Paule Fontep, membre du Centre des travailleurs et travailleuses immigrants (CTTI) de l’Outaouais a participé à la conférence de presse, organisée par deux députées du NPD, Leah Gazan et Jenny Kwan, en collaboration avec la Fédération des femmes du Québec, l’Action Réfugiés Montréal, Amnistie internationale Canada et le Conseil canadien pour les réfugiés. L’événement, qui s’est déroulé à Ottawa le 9 décembre, visait à contester le projet de loi C-12, intitulé Loi concernant certaines mesures liées à la sécurité de la frontière canadienne et à l’intégrité du système d’immigration canadien et d’autres mesures connexes liées à la sécurité.
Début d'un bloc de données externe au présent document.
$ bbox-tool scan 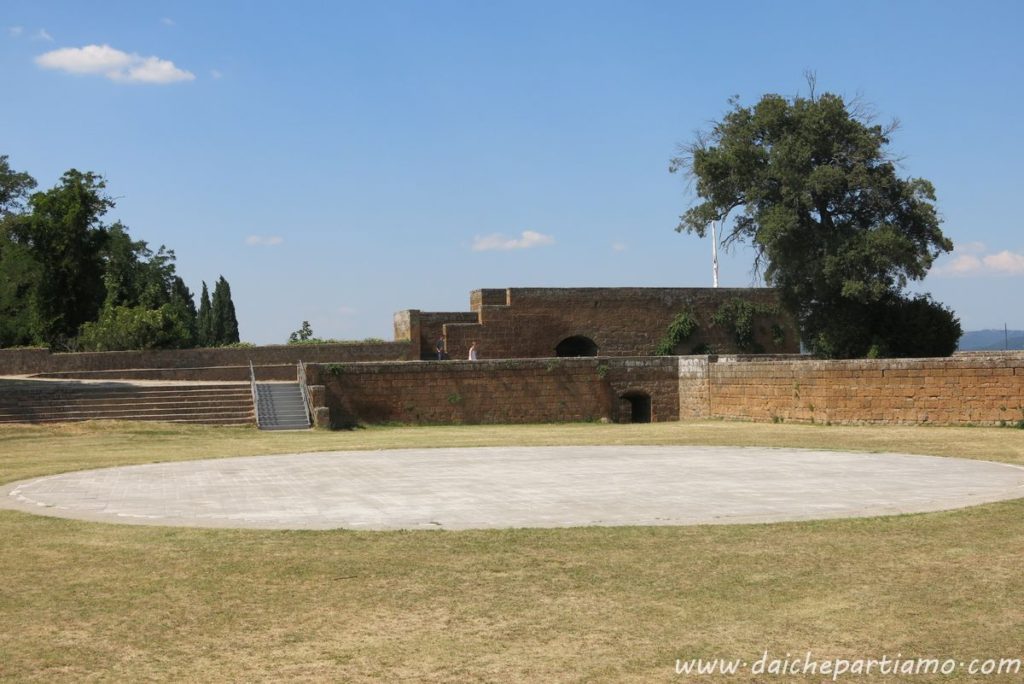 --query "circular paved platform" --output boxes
[0,446,1024,529]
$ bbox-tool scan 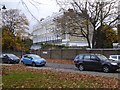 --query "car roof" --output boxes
[79,53,102,55]
[110,55,120,56]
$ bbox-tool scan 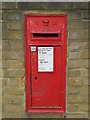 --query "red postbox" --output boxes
[25,14,67,113]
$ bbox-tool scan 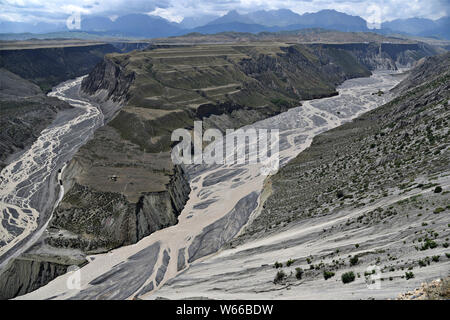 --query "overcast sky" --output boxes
[0,0,450,24]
Cette loi, qui prétend protéger la sécurité du Canada, propose en effet la militarisation de la frontière et mettra en péril la sécurité des personnes migrantes.
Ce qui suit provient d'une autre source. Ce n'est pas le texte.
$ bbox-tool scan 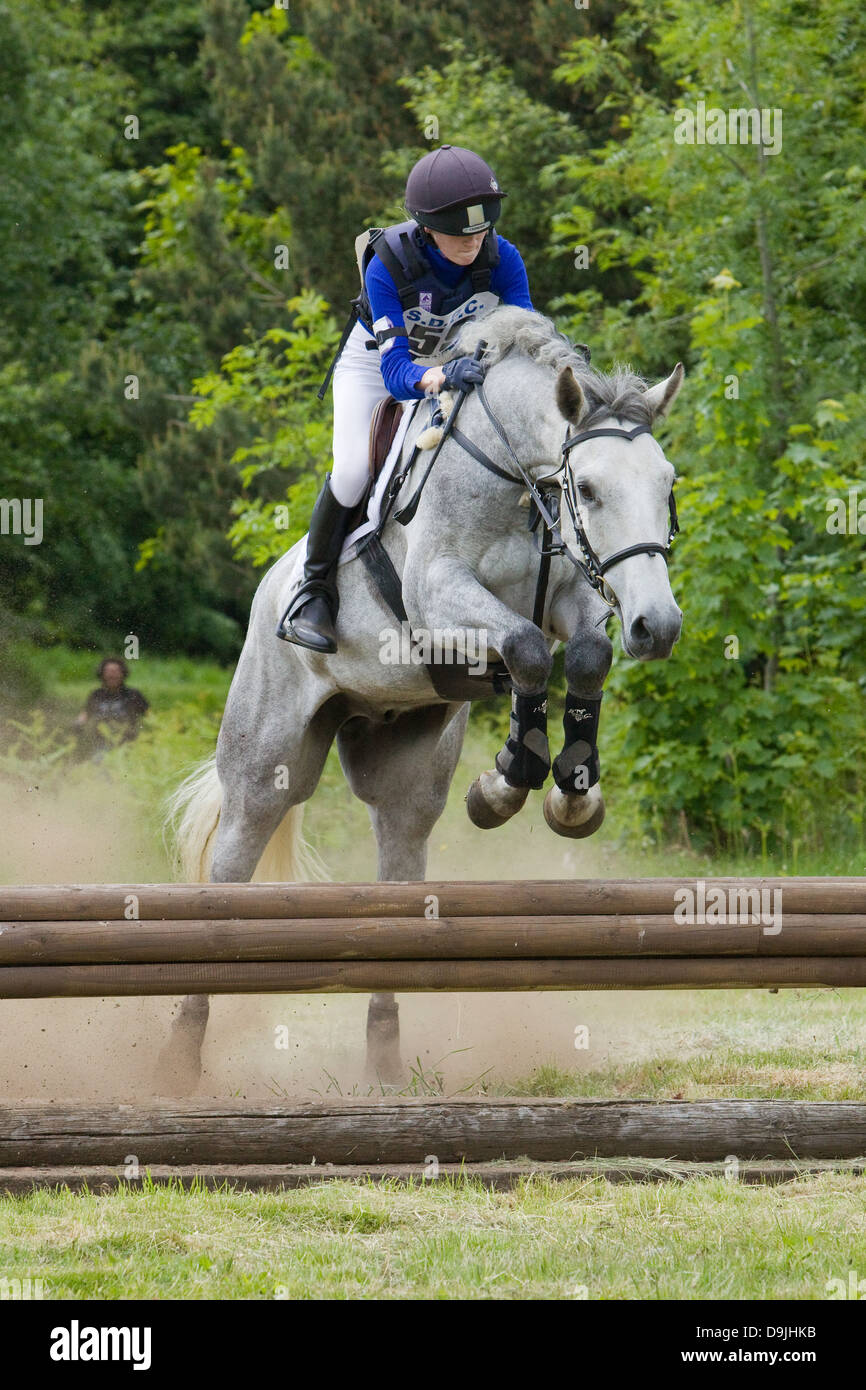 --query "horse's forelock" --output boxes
[460,304,652,428]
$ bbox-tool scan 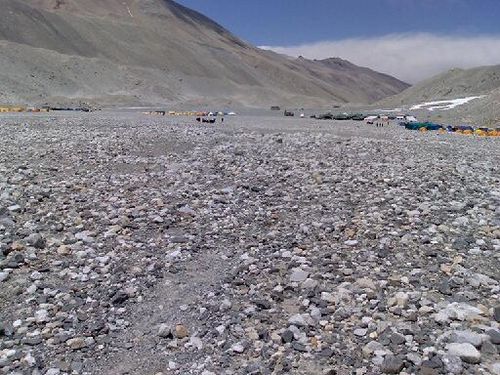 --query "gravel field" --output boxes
[0,112,500,375]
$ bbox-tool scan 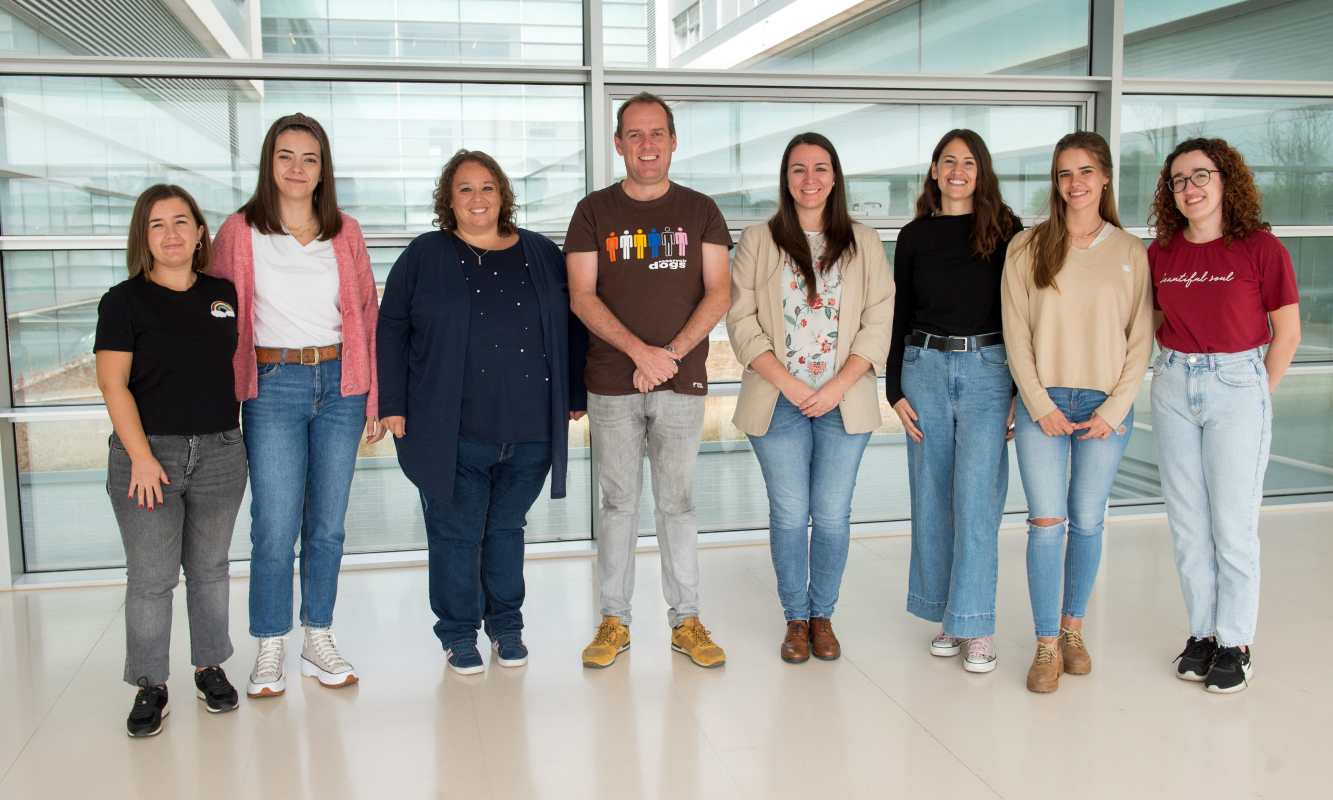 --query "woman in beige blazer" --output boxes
[726,133,893,664]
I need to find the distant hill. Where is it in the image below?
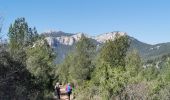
[42,31,170,63]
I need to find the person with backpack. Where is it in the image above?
[66,83,72,100]
[54,82,60,100]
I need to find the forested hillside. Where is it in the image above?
[0,18,170,100]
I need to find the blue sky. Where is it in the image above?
[0,0,170,44]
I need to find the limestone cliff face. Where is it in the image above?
[46,32,126,46]
[94,32,126,43]
[46,33,83,46]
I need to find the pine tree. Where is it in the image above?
[93,35,129,100]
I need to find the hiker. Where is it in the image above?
[55,82,60,100]
[66,83,72,100]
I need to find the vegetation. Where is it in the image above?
[0,18,170,100]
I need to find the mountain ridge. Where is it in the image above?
[42,31,170,62]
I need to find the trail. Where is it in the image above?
[53,86,73,100]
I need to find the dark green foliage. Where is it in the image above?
[26,40,55,90]
[0,48,40,100]
[8,18,38,63]
[126,50,142,77]
[89,36,129,100]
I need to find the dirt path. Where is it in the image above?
[55,86,73,100]
[60,87,68,100]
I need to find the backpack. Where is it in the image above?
[66,85,72,93]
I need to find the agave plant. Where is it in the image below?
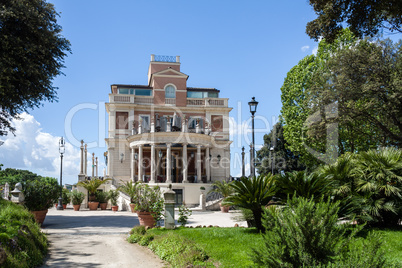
[226,175,275,231]
[77,178,111,201]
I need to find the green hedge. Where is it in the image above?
[0,199,48,268]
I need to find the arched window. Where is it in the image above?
[165,85,176,99]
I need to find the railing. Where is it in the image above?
[155,55,176,62]
[109,94,154,104]
[165,99,176,105]
[187,98,228,107]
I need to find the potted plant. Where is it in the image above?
[108,189,119,211]
[77,178,110,210]
[209,181,233,213]
[95,191,109,210]
[134,183,163,227]
[119,181,140,213]
[61,188,71,209]
[70,190,85,211]
[23,178,61,225]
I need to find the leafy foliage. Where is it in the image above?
[0,0,70,136]
[70,190,85,205]
[253,197,385,267]
[257,122,305,175]
[226,176,275,231]
[108,189,119,206]
[306,0,402,42]
[177,203,192,226]
[0,198,48,268]
[274,171,332,202]
[23,178,62,211]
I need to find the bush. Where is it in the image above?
[252,197,372,267]
[23,178,61,211]
[0,199,48,268]
[177,203,192,226]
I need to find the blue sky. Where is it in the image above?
[0,0,317,184]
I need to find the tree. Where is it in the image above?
[0,0,70,136]
[256,122,305,175]
[306,0,402,43]
[308,37,402,147]
[281,30,362,169]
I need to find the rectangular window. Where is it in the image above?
[116,112,128,129]
[135,89,152,96]
[211,115,223,132]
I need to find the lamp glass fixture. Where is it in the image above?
[248,97,258,115]
[59,137,66,154]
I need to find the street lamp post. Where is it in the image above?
[248,97,258,177]
[269,145,275,175]
[57,137,66,210]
Plus particulièrement, l’article 28 propose d’octroyer au ministère de l’Immigration, des Réfugiés et de la Citoyenneté du Canada (IRCC) le pouvoir de recueillir des renseignements personnels auprès d’autres institutions fédérales et provinciales. Les personnes ayant un statut migratoire précaire ou ayant perdu leur statut sont déjà réticentes à réclamer leurs droits, par peur des conséquences négatives que cela pourrait avoir sur leur parcours migratoire. L’adoption du projet de loi C-12 les enfermera dans le silence, les exposant à toutes sortes de violence.
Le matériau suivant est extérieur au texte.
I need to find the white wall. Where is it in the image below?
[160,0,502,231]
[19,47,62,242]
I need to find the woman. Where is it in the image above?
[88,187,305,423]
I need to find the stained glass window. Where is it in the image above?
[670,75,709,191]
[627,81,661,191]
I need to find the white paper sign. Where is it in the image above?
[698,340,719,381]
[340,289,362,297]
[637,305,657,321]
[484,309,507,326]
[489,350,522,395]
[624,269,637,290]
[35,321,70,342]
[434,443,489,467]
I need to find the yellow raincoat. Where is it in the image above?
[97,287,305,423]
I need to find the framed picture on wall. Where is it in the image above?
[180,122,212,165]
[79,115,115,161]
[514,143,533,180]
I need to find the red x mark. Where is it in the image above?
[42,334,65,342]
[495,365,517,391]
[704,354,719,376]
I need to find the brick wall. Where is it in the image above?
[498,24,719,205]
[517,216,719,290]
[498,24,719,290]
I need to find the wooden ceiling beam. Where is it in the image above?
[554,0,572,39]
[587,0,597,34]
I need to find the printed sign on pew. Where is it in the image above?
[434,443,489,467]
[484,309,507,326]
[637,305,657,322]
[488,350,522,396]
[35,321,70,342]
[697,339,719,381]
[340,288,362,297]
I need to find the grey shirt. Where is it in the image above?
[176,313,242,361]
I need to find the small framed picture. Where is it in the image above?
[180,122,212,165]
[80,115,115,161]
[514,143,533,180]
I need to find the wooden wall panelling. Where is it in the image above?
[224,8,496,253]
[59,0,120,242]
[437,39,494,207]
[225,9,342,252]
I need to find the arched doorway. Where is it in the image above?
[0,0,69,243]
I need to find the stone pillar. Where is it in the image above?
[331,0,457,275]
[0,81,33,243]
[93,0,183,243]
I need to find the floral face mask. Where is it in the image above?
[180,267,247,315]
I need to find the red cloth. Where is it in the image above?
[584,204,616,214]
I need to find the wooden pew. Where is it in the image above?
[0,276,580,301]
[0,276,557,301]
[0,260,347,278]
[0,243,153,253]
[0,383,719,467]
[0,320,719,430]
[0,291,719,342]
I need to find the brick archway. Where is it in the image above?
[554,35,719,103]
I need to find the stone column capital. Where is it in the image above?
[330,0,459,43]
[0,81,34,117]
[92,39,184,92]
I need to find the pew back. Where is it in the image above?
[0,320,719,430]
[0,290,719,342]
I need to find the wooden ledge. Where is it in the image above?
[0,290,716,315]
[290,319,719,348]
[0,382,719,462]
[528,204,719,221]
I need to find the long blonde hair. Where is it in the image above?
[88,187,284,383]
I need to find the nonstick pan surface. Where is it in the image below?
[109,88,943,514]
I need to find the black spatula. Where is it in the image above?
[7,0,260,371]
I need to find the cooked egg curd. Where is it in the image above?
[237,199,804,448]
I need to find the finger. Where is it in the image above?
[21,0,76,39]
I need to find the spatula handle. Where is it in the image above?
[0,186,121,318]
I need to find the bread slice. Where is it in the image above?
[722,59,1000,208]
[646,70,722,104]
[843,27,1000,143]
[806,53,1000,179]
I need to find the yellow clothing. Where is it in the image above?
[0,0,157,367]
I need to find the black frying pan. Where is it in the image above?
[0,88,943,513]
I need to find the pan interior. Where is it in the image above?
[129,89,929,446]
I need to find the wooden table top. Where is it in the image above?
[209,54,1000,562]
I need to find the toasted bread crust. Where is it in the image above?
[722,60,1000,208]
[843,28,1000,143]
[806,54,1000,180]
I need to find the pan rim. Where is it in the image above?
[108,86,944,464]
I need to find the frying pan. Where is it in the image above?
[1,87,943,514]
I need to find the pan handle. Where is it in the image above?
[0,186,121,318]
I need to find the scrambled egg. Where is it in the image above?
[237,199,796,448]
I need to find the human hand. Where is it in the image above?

L’article 72 du projet de loi confère d’ailleurs au gouvernement un pouvoir excessif, en autorisant le pouvoir de refuser, de suspendre ou d’annuler les demandes des documents d’immigration temporaire ou permanente, ainsi que d’annuler ces documents ou de modifier les conditions y associées. Cette mesure exacerbera l’incertitude du processus d’immigration et déstabilisera le statut migratoire déjà obtenu.
De plus, l’article 73 ajoute des conditions d’irrecevabilité des demandes d’asile. Un an après leur première arrivée au Canada, les personnes migrantes ne pourront plus déposer de demande. Le délai d’un an court à partir de leur première arrivée dans leur vie, même si elles sont venues au Canada pour la deuxième ou la troisième fois. Les personnes qui entrent au Canada par la frontière canado-américaine à un endroit autre qu’un point d’entrée autorisé seront également exclues de la procédure de demande d’asile, et l’exception « après 14 jours » ne s’appliquera plus. Alors que la situation dans leur pays d’origine peut changer à tout moment et que les États-Unis ne sont plus un pays sûr et sécurisé, le Canada sera prêt à renoncer à son obligation internationale de protéger les personnes en danger.
Au nom de la sécurité nationale et de l’intérêt public, le Canada vise à mettre en danger d’innombrables vies migrantes.